The suspension’s cooperative nature was, indeed, made explicit shortly after the bankers announced their plans, when many of Edinburgh’s prominent citizens gathered at a meeting convened by that city’s Lord Provost and attended by many other officials, including the Lord President of the Court of Session, the Lord Chief Baron of Exchequer, the Lord Advocate, and the Sheriff of Edinburgh. Those present “unanimously resolved to accept the notes of the Scotch banks as hitherto and to support their credit.” Notice of this resolution was afterwards “inserted in all the newspapers and circulated throughout the country.”
That there was widespread support for the Scottish bank suspension did not, however, mean that the suspension left the Scottish public unscathed. Just how it harmed people, and whether its having done so constitutes a black mark either against the Scottish system or against fractional reserve banking, are questions I’ll answer in the follow-ups.

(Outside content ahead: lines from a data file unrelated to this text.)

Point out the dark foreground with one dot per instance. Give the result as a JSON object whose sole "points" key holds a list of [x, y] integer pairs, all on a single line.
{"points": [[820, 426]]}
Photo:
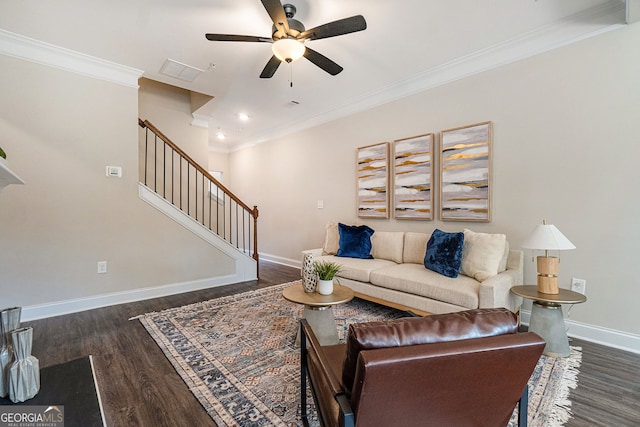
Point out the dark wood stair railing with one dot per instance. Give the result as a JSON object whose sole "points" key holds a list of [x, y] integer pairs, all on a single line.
{"points": [[178, 183]]}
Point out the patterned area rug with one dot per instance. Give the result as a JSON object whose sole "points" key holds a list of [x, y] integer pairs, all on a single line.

 See Grigby v. Oakes et al., November 19th, 1801. In Reports of Cases Argued and Determined in the Courts of Common Pleas etc., Volume 2, pp. 526ff.
 Cobbett, it bears noting, is hardly an entirely objective observer. He had it in for all forms of paper money. “Ever since that hellish compound word, Paper-money was understood by me,” he wrote, “I have wished for the destruction of the accursed thing; I have applauded every measure that tended to produce its destruction, and censured every measure having a tendency to preserve it.” What’s more he despised the Scottish banking system, observing that “There never was a thing under the sun to which a greater number of God’s curses directly apply,” that system having harbored “oppression, tyranny, fraud, monopoly, and every cursed art by which the avaricious take from the food and the raiment of the needy.” See Cobbett’s Political Register, June 14, 1828, p. 764.
 [Henry Dunning MacLeod], “History of Banking in Scotland,” The Bankers’ Magazine 37 (1) (January 1877), pp. 33-4. For further details see Sir William Forbes, Memoirs of a Banking House (London and Edinburgh: William and Robert Chambers, 1860), p. 83.